Alejandro Obregón Rosén tenía entonces algo más de cincuenta años y un prestigio bien ganado en la plástica nacional, después de haber deambulado por Europa en busca de su destino, intentarlo en Boston como estudiante de aviación, emplearse en el Catatumbo como camionero de los campos petroleros y ser expulsado de varias academias de arte, hasta encontrar su vocación con el estudio minucioso de Velázquez, Goya, Rembrandt y Picasso que mostraron el camino libre de una pintura que se inspiraría en América y no en Europa.
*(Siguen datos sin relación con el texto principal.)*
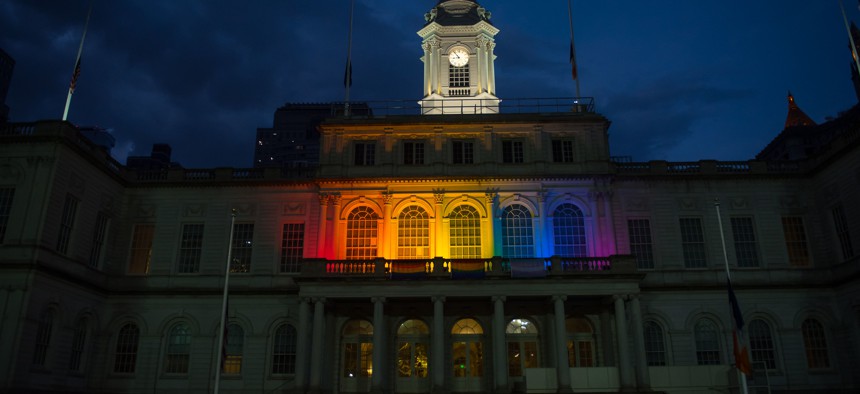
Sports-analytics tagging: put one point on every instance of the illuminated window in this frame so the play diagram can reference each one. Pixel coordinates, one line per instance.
(795, 241)
(79, 340)
(292, 245)
(568, 225)
(815, 344)
(412, 338)
(463, 151)
(67, 221)
(841, 223)
(413, 233)
(190, 248)
(361, 234)
(6, 195)
(357, 349)
(746, 247)
(655, 346)
(178, 349)
(125, 356)
(43, 337)
(467, 353)
(707, 342)
(233, 349)
(639, 231)
(512, 151)
(580, 342)
(517, 232)
(562, 151)
(762, 349)
(465, 233)
(99, 233)
(141, 249)
(522, 346)
(284, 351)
(242, 248)
(693, 243)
Pero fue en la casa, en el corazón del trópico, donde puso distancia entre lo aprendido y sus creaciones. En sus salas amplísimas de paredes cuajadas y en su patiecito de luz de agapantos y palmeras cuestionó el academicismo local hasta que descubrió a partir de un retrato de Bolívar en rojo, negro y amarillo el poder volcánico de los colores primitivos y de los contornos raudos que crearon para siempre una imagen universal.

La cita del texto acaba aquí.